NPS releases resources for chronic pain sufferers

chronic pain: woman with back pain at desk

For this National Pain Week, with the theme ‘Pain… Let’s talk about it’, NPS MedicineWise is releasing resources developed for Australians living with chronic pain.

An aim is to encourage people living with chronic pain to have conversations about their experiences and concerns with a range of health providers and others who can provide support.

Chronic pain is complex and can be difficult to treat,” says NPS MedicineWise. One in five Australians, including children and adolescents, live with chronic pain; in Australians aged 65 years or over this rises to one in three.

People who are actively engaged in self-management techniques report lower levels of pain-related disability, improvements in mood, better general health and reduced use of health services.

“It is important for people with chronic pain to be well informed and supported in ways that allow them to be actively involved in their own management,” says NPS MedicineWise Clinical Adviser Dr Andrew Boyden.

“Chronic pain can cause disruption to many aspects of people’s lives.

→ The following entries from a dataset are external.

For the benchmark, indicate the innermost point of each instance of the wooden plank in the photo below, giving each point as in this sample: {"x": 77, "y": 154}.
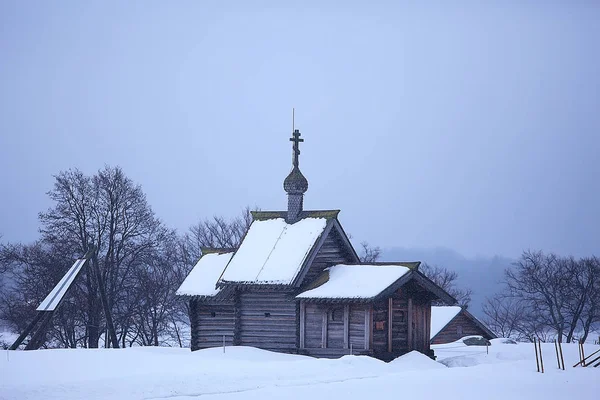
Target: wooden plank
{"x": 346, "y": 326}
{"x": 371, "y": 328}
{"x": 367, "y": 328}
{"x": 390, "y": 318}
{"x": 302, "y": 323}
{"x": 410, "y": 344}
{"x": 324, "y": 330}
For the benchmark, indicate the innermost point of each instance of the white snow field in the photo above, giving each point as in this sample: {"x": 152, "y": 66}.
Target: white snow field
{"x": 507, "y": 372}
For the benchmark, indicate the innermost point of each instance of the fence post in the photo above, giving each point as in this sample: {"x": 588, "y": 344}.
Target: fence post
{"x": 541, "y": 358}
{"x": 537, "y": 360}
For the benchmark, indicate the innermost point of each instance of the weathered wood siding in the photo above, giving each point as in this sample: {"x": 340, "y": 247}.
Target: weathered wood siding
{"x": 410, "y": 323}
{"x": 400, "y": 323}
{"x": 325, "y": 328}
{"x": 380, "y": 326}
{"x": 451, "y": 332}
{"x": 267, "y": 319}
{"x": 210, "y": 323}
{"x": 332, "y": 252}
{"x": 313, "y": 338}
{"x": 357, "y": 327}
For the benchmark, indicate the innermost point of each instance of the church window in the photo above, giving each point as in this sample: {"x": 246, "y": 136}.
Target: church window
{"x": 336, "y": 315}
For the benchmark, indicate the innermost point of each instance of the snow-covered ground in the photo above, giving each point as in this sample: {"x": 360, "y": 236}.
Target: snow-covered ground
{"x": 507, "y": 372}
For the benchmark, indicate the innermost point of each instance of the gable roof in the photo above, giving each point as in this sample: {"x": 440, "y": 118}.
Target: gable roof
{"x": 441, "y": 316}
{"x": 273, "y": 252}
{"x": 203, "y": 277}
{"x": 356, "y": 281}
{"x": 349, "y": 282}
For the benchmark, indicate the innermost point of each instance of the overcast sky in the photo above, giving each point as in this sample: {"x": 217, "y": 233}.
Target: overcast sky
{"x": 469, "y": 127}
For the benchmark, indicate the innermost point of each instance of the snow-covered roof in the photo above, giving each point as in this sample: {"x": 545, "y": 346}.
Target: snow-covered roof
{"x": 202, "y": 279}
{"x": 56, "y": 295}
{"x": 356, "y": 281}
{"x": 273, "y": 251}
{"x": 441, "y": 316}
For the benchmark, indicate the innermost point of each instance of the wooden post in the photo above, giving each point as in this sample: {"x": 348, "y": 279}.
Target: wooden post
{"x": 346, "y": 325}
{"x": 541, "y": 359}
{"x": 302, "y": 323}
{"x": 324, "y": 331}
{"x": 371, "y": 327}
{"x": 390, "y": 318}
{"x": 562, "y": 360}
{"x": 237, "y": 318}
{"x": 107, "y": 315}
{"x": 410, "y": 344}
{"x": 367, "y": 328}
{"x": 428, "y": 327}
{"x": 537, "y": 358}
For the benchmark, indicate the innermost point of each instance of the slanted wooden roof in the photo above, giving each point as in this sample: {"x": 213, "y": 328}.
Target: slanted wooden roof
{"x": 441, "y": 316}
{"x": 273, "y": 252}
{"x": 375, "y": 281}
{"x": 356, "y": 281}
{"x": 202, "y": 279}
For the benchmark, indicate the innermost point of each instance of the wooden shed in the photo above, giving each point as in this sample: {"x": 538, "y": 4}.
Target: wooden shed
{"x": 380, "y": 309}
{"x": 451, "y": 323}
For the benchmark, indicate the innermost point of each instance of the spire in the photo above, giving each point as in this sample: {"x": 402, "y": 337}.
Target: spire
{"x": 295, "y": 184}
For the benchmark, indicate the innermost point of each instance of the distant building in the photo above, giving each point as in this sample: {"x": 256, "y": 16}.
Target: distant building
{"x": 450, "y": 323}
{"x": 296, "y": 285}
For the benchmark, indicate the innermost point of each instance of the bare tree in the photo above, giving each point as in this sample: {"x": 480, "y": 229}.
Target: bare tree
{"x": 369, "y": 253}
{"x": 540, "y": 280}
{"x": 109, "y": 211}
{"x": 506, "y": 316}
{"x": 217, "y": 232}
{"x": 446, "y": 279}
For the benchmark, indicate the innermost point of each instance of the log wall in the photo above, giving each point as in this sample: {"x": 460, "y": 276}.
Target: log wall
{"x": 336, "y": 327}
{"x": 267, "y": 319}
{"x": 210, "y": 323}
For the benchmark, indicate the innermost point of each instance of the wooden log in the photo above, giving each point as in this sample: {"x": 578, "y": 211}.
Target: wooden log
{"x": 324, "y": 331}
{"x": 410, "y": 322}
{"x": 346, "y": 326}
{"x": 302, "y": 323}
{"x": 390, "y": 319}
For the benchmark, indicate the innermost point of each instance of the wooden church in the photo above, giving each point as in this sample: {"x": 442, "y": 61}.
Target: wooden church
{"x": 295, "y": 284}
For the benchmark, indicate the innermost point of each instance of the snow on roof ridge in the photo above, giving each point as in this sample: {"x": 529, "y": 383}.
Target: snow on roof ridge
{"x": 202, "y": 279}
{"x": 356, "y": 281}
{"x": 273, "y": 251}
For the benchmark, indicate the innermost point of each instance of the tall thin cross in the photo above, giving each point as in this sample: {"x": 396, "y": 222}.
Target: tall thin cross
{"x": 296, "y": 139}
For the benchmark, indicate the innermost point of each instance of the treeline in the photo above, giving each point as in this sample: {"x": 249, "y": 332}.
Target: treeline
{"x": 547, "y": 297}
{"x": 142, "y": 263}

“However, an individual’s experience of pain is unique to them and being able to have good and open communication with their healthcare providers and other supporters is an important aspect of pain management.”

NPS MedicineWise says resources that can assist health professionals in talking about chronic pain and active self-management include:

  • the free online Chronic Pain Communication Tool, which allows patients to create a personal summary of the issues they would like to talk about, link to chronic pain information, resources and tools, and use the personalised summary to start a conversation and keep track of progress;
  • the My Pain Diary, which lets patients record how pain affects their daily activities and how medicines, other therapies and activities may be influencing their pain; and
  • the Chronic Pain Knowledge Hub, where patients can find information on topics from what chronic pain is to the many strategies that can help manage it and improve function.